Sarah Victoria Turner discusses representations of South Asia in nineteenth and early-twentieth century exhibitions in Britain, focusing on ‘copies’ of ancient paintings of the Ajanta Buddhist cave-temples exhibited at the 1911 Festival of Empire in Sydenham, South London.
Turner raises broader questions about the purpose and problematics of exhibition histories, and how we go about recreating and reconstructing the historic exhibition. What sources, materials, archives, documents, and records are available to the historian of exhibitions? Exhibition histories are always fragile, open-ended, and never definitive; but they can also be productive of new kinds of histories attentive to the networks of circulation, reception, and display created by the exhibition and its afterlives.
This talk is part of a series of programmes for London, Asia, a collaboration between Asia Art Archive and the Paul Mellon Centre for Studies in British Art.
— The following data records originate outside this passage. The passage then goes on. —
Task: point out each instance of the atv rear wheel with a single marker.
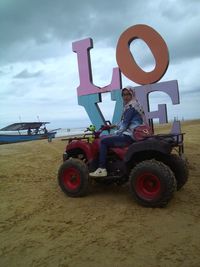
(73, 178)
(152, 183)
(180, 168)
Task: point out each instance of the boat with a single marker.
(25, 131)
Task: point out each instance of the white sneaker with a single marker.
(99, 173)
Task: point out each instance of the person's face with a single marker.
(127, 96)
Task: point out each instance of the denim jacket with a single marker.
(131, 118)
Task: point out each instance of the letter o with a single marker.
(158, 47)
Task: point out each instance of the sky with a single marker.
(39, 71)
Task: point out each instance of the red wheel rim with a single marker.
(71, 178)
(148, 186)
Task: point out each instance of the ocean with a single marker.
(70, 131)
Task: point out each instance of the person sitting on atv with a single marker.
(132, 116)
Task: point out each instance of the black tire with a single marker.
(152, 183)
(180, 168)
(73, 178)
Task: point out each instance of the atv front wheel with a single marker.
(152, 183)
(73, 178)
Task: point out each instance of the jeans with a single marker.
(112, 141)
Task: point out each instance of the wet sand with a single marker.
(41, 226)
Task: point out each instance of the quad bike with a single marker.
(153, 172)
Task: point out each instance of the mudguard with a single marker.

Sarah Victoria Turner is the Deputy Director for Research at the Paul Mellon Centre for Studies in British Art in London. She is the co-editor of British Art Studies, an open-access digital journal co-published with the Yale Center for British Art. Turner also teaches art history and is Visiting Senior Lecturer at The Courtauld Institute of Art in London. Her research interests encompass many aspects of British art from 1850 to 1950, and she has published in exhibition catalogues, academic publications, and online. Most recently, she co-edited After 1851: The Material and Visual Cultures of the Crystal Palace at Sydenham with Kate Nichols. In 2018, she will co-curate a major exhibition with Mark Hallett at the Royal Academy of Arts in London to mark 250 years of the academy’s summer exhibitions. Turner was recently named one of Apollo Magazine’s ‘40 Under 40’ in the European art world.